Manchester United striker Romelu Lukaku is already making headlines for a last-minute transfer to Inter Milan, with Brazil international David Luiz touted to make a move from Chelsea to Arsenal.
Teams will scramble to fill important positions in their squads and increasingly desperate players will push for a move by 5pm on Thursday.
But one thing every single club will take great pains to be certain about amid the panic is the player’s health and fitness.
As Burnley’s club doctor Simon Morris told the Premier League recently: “If you’ve got enough money to buy an expensive sports car, you’d want to look under the bonnet, wouldn’t you?”
But what really happens during a player medical? Here are the roughly four hours’ worth of steps that football clubs generally follow.
The blood test
Typically the first hurdle for any footballer to overcome will be the blood test.
Doctors look up hundreds of variables to check if there are any underlying infections or any conditions that may pose a problem now or in the near future.
Medics will check if players show any signs of anaemia, for example, and to look at what their kidneys or livers are like.
Sugar levels, and the thyroid gland are also inspected before a urine sample is taken to find if there are any abnormalities.
The blood test could start at, say, 8am and the entire medical won’t be over until close to midday.
Another test clubs will run early doors is a thorough and full examination of the heart.
This involves an ultrasound to look at the structure of the heart as well as an electrocardiogram (ECG), which is a simple test to check its rhythm and electrical activity.
You may have seen clubs sharing pictures of players hooked up to sensors attached to their skin – there’s a good chance that will be the ECG test.
Doctors will also check on their height and weight as well as their blood pressure before going through a detailed questionnaire to establish any problems within the player’s family.
How they move
Once all the tests focusing on the player’s organs and bodily functions have been completed, it’s time to check on the joints and muscle movements.
The medical team will look into specific bits – like the joints, the ligaments, the soft tissue and muscle supporting the ligaments and joints – but what’s crucial is how the player moves.
Alasdair Beattie, head physiotherapist at Burnley, said: “We can look at things individually but we want to see how [the player] moves as a person, landing strategies, that sort of thing.
“What’s called disassociation – can he move one part of his body while keeping other bits stable? Which is obviously vital to the job that he does.”

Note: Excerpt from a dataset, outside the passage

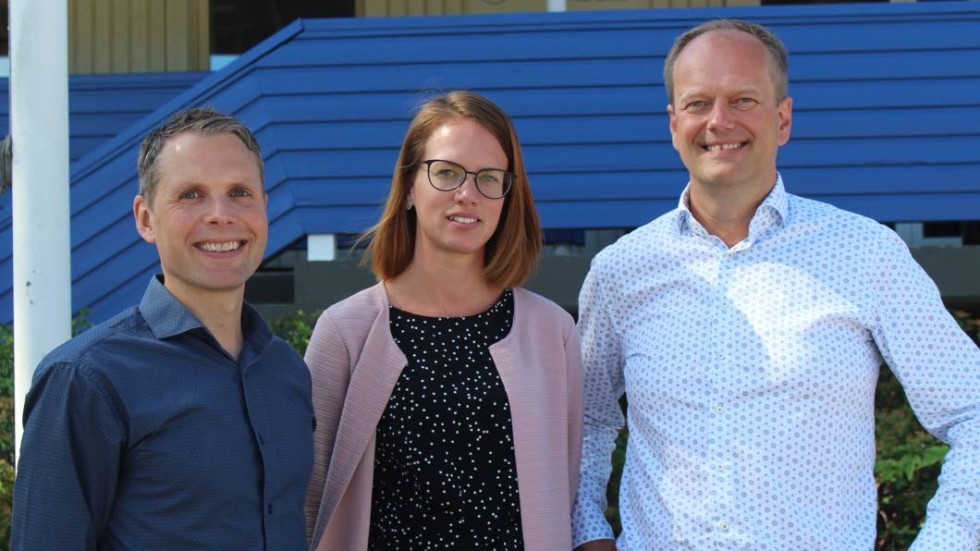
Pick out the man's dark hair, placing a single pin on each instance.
(205, 120)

They will also be a sprint test or general running or movement-based exercise to gauge the player’s current fitness – this is when the player breathes into tubes, typically on a treadmill.
The MRI scan
Up to now, the medical is two hours old but we’re only halfway through.

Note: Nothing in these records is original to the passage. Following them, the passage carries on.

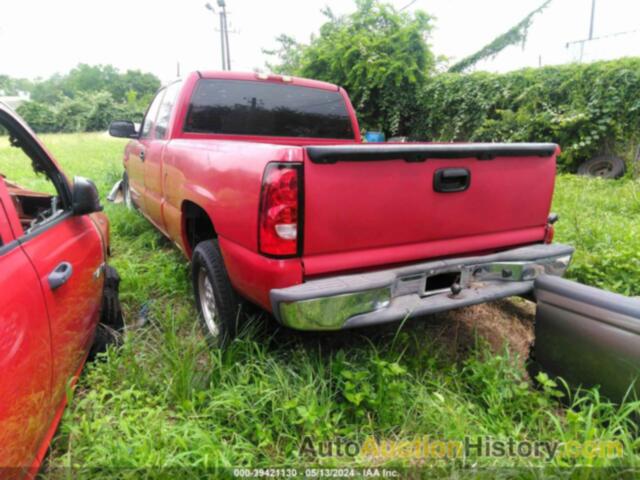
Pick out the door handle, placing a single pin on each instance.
(448, 180)
(60, 275)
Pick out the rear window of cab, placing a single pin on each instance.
(244, 107)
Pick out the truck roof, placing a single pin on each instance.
(267, 77)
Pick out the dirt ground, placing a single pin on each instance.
(507, 322)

The MRI scan is probably the most tedious part of the medical for the player, who can expect to lie still in a loud MRI machine for up to two hours.
For outfield players, the scan focuses on the back, hips, knees and ankles, while goalkeepers will have a scan on their shoulders too.
The medical team then prepares a report with results and any warnings (if needed) to pass on up the club hierarchy.
Once that’s done – barring any worrying results of discoveries – the player and the club are free to sign on the dotted line.